Saturday, February 20, 2010

Kinkos Blow (Up) Job

Let's pretend that this photo has something to do with the following entry without acknowledging the fact that I am just too lazy to take a relevant picture for you. Shall we?


Did you know that Hobby Lobby has custom frames (unclaimed for whatever reason) 80% off right now? I was shocked too; I thought that only happened in July. In fact, when I discovered them I was so overwhelmed with lust that I started making out with a handsome silver leaf devil right in the middle of the clearance aisle. It was embarrassing to say the least.

Anyway, it was not until I got home with a shit load of these gigantic things that I realized that most of them were not standard sizes.

Can you say DAMMIT?
All together now: DAMMIT!

Don't worry, this story has a happy ending.

FedEx Kinkos (or whatever they call themselves this week) can make photo enlargements, if you are willing to pay them a million dollars. I think it is understood that I am not. What they don’t tell you is that for the cost of a cheese enchilada you can print humongo images that you stole from the internets of your own compositions on rolled architectural bond paper. Maximum width is 36” for black and white and 40” for color in any length.

I’ll give you a minute to let that sink in.

Like crack without all the addiction/tooth loss issues, right?

I can imagine that about now you are wishing that you had my phone number so that you could call me for the hook up, (ok, maybe not. Shut up, it's my imagination not yours), but that won't be necessary. I am feeling all sharey this morning. Don't say I never gave you anything.
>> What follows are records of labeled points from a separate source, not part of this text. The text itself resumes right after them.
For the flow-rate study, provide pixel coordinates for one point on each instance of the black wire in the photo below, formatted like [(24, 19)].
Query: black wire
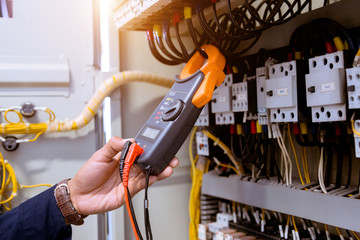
[(155, 53), (184, 51), (329, 153), (167, 38), (339, 169), (133, 215), (165, 51), (193, 37), (146, 207)]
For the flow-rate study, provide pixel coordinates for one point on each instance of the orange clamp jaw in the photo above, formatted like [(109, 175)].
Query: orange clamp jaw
[(213, 70), (133, 153)]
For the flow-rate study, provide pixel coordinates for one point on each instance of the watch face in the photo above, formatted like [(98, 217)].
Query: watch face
[(151, 133)]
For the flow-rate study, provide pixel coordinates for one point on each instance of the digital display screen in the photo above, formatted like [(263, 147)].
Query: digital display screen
[(150, 132)]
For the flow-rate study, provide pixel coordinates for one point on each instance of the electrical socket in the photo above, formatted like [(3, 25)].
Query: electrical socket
[(353, 87), (224, 118), (325, 87), (202, 144), (221, 99), (221, 103), (204, 117), (281, 92), (262, 74), (240, 97), (357, 139)]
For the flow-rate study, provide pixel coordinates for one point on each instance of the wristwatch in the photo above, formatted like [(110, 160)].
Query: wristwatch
[(63, 200)]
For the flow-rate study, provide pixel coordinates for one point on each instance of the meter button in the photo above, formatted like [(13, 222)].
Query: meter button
[(173, 111)]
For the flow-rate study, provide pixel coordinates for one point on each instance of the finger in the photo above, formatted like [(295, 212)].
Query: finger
[(153, 179), (111, 148), (166, 173)]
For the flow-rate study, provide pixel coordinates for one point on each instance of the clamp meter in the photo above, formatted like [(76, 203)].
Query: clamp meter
[(171, 122)]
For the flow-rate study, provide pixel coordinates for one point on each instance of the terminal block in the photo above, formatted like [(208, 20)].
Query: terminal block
[(353, 87), (202, 144), (325, 87), (242, 98), (357, 139), (283, 92), (204, 119), (261, 75), (221, 102)]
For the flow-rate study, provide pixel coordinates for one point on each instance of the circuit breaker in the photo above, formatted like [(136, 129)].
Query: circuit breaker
[(240, 97), (282, 89), (221, 103), (261, 75), (202, 144), (204, 119), (325, 87), (353, 87), (357, 138)]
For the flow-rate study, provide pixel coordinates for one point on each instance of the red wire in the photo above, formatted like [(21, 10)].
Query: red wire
[(133, 152), (129, 213)]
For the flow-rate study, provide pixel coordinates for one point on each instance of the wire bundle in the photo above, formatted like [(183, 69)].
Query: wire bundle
[(10, 185), (233, 32)]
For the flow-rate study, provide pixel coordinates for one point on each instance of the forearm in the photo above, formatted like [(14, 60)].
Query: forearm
[(37, 218)]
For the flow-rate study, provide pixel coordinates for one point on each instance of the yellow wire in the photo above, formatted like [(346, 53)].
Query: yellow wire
[(288, 221), (15, 111), (357, 237), (306, 166), (295, 155), (51, 114), (293, 218), (229, 166), (36, 137)]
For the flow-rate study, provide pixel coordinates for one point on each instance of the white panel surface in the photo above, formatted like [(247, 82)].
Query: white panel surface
[(42, 29)]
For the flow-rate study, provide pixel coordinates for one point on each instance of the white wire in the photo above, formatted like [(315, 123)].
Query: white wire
[(321, 165), (283, 151), (287, 159)]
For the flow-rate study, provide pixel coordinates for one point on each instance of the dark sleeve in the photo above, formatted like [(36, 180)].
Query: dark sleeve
[(37, 218)]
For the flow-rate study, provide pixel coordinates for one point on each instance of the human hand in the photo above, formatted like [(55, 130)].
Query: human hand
[(97, 187)]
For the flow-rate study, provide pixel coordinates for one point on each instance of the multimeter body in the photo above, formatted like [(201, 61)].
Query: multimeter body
[(169, 125)]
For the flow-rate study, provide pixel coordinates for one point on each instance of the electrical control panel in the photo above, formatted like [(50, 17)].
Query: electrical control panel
[(204, 118), (281, 92), (261, 75), (353, 87), (357, 138), (221, 103), (202, 144), (240, 97), (325, 87)]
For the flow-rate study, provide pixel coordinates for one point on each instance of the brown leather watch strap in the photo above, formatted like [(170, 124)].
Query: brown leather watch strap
[(62, 196)]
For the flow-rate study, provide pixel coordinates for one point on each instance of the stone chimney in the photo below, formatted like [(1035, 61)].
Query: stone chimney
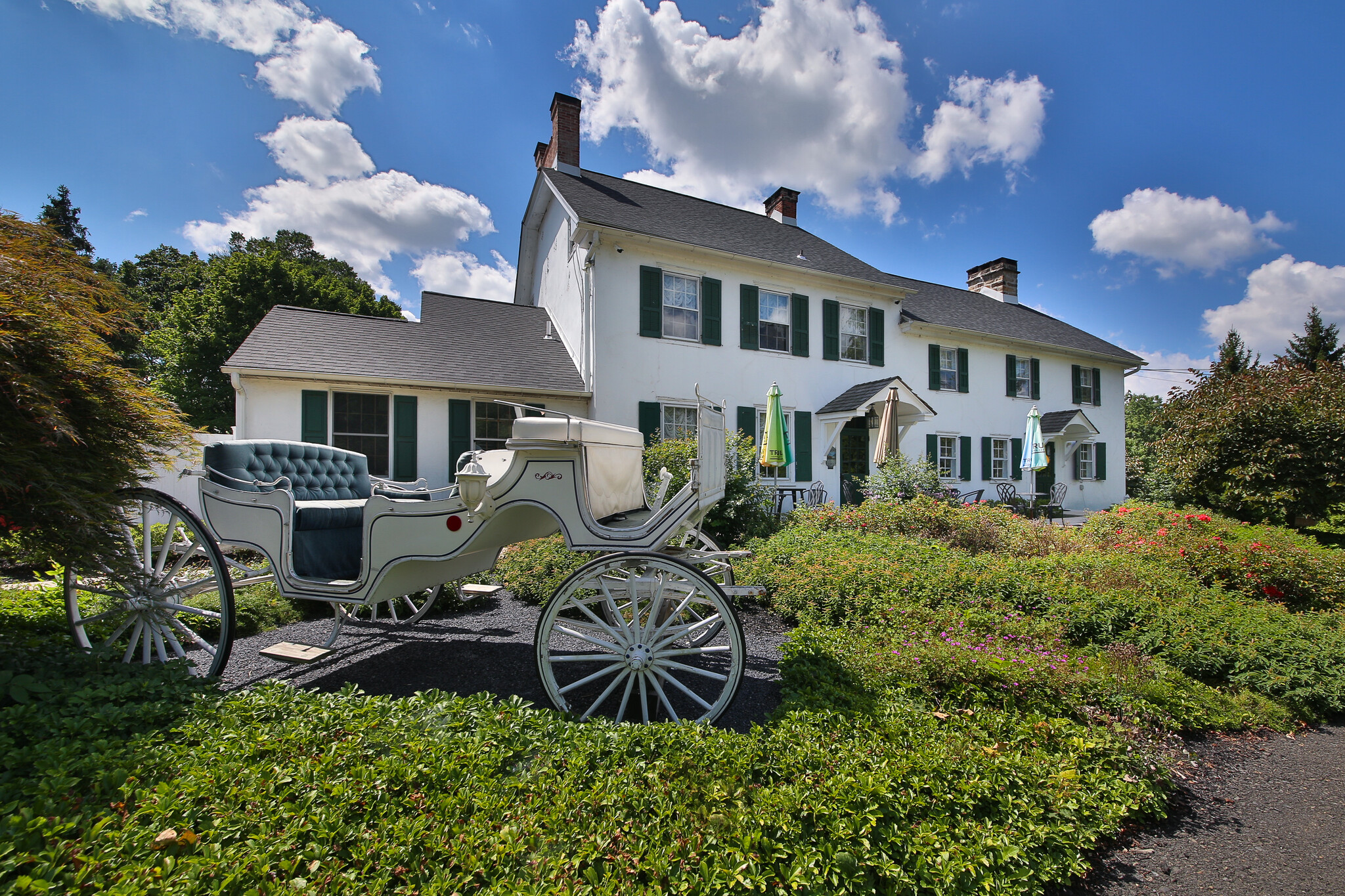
[(785, 206), (997, 280), (563, 152)]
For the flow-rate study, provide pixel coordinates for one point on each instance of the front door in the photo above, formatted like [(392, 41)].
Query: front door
[(854, 459)]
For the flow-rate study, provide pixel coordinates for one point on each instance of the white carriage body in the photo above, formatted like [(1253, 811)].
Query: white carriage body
[(558, 473)]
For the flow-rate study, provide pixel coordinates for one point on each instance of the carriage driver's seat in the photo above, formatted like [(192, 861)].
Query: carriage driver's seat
[(330, 488)]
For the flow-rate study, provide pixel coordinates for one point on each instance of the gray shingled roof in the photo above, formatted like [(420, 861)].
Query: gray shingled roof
[(640, 209), (458, 340)]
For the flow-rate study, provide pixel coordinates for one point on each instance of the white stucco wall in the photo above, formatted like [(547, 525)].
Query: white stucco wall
[(631, 368), (272, 410)]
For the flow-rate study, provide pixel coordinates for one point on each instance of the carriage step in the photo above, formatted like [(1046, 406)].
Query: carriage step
[(288, 652)]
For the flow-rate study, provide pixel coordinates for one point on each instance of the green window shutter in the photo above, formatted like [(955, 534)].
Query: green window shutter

Kinkos Blow (Up) Job Instructions-

1. Optimize your stolen image lovely artwork to 300 dpi. (Here is a free program if you need it, you can also enlarge the image in inches to fit your frame. Cool, yes?). Then go Here and find the Kinko’s closest to your office so you can lie to your boss and tell him that you are running to the drugstore for feminine products and be back to work in a reasonable period of time.

Upload the image with instructions to the Kinkos dude who is not aware that he is about to be your new best friend. Then go give your new best friend your lunch money and he will give you your cool ass picture. Buy a can of spray adhesive while you are there.

2. Adhere your cool ass picture to foam core or similar sturdy cardboard you have taking up space in the front seat of your car. (Sayonara, Mr. Wonderful) and mount it inside your frame. I didn’t worry about glass mostly because I am cheap because I like the way it looks as is, but you can add it if you want.

3. A word of warning. The paper is not photo quality, it is blue print paper so you have to be a little careful (Read: Don't try it drunk) when attaching it to your foam core or you will fuck it up (Does that sound like the voice of experience talking? It is).

Now that I have the hang of it, I am seriously considering wallpaper.
Might as well think big right?

Out-
T.

2 comments:

formerly fun said...

Oh this is good to know, thanks for the intel.

Tobi said...

FF- Oh my goodness, I woke up thinking "Bus Scrolls" the Kinkos dude is in for it!